形式的な側面に話を移すと、私は、30秒ぐらいの短い映像をモンタージュし、アーカイヴの映像を挟むという“良質の”映画作りとは、別のものを提示してみようとしました。ウィントニックとアクバーの映画『マニュファクチャリング・コンセント ― ノーム・チョムスキーとメディア』への反発もあります。チョムスキーは、メディアの問題をめぐって、洞察に満ちた哲学的な考察をおこなっているのですが、その発言をほとんど30秒ごとにカットして編集しています。本来5分や10分話しつづけても、カットできるようなものではないのに。それこそ、チョムスキーが告発しているものそのものです。この映画では、私はむしろ形式と内容の完全な適合を目指すべきだと考えました。だから、学者たちには可能な限り長く話してもらおうと思ったのです。幸い、インタビューに応じた人たちは皆、十分に観客を惹きつけるだけの話術を持っていました。たとえばオマール・アクトゥフなどは、9分2秒にわたって話しつづけます。そんなことは、普通ドキュメンタリー映画では起こりえません。
Q: この映画に出た人は、皆、それに満足していましたか?
RB: 全員というわけにはいきません。特に右派の人たちは。ただ、私は彼らに対しても、つねに敬意を払って接しましたし、ドキュメンタリーの倫理として、その点は守ろうとしました。彼らを滑稽に見せようとして、モンタージュを操作したりしないよう注意しました。観客が彼らの考えを、自分で見聞きすることで判断するように仕向けたのです。
Q: 「罠」というタイトルですが。
RB: 「罠」というのは、フランス語のretsという言葉です。網そしてネットワークという意味を兼ねます。それは国際的なネオリベラリズムのネットワークという「罠」として、デモクラシーにとっての「罠」として働くからです。

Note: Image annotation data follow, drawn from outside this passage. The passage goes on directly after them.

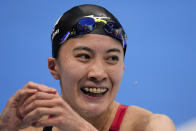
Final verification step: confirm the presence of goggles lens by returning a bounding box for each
[61,17,126,50]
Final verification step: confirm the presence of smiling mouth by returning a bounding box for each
[80,87,108,97]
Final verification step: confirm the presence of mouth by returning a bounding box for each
[80,87,109,97]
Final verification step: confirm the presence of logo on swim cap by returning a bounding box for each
[84,15,110,20]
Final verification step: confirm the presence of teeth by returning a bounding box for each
[84,87,107,93]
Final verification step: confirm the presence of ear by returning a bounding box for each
[48,57,60,80]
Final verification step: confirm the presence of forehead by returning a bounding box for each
[60,34,123,52]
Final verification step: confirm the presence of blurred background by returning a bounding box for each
[0,0,196,131]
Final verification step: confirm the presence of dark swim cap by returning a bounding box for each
[51,4,126,58]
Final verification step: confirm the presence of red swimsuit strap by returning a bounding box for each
[110,105,128,131]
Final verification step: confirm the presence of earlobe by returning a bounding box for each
[48,57,60,80]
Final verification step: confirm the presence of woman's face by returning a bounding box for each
[57,34,124,117]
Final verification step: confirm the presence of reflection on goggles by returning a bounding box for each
[60,17,126,50]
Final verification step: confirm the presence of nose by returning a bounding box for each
[88,60,107,82]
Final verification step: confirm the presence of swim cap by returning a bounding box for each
[51,4,126,58]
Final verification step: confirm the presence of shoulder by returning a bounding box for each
[146,114,176,131]
[19,127,43,131]
[119,106,176,131]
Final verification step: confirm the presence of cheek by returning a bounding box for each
[109,67,123,88]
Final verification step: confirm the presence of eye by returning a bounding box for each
[106,55,119,64]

エリック・モラン(EM): 音楽は、次第に調和性から無調性へと向かうように構成しました。
RB: ネオリベラリズムが次第にその支配力を強め、最後には戦争にまで向かう、その流れにしたがって、音楽は次第に無調性へと向かっているのです。
EM: 上映の際に聴いていたら、この音楽が実によく日本にマッチしているということに気がつきました。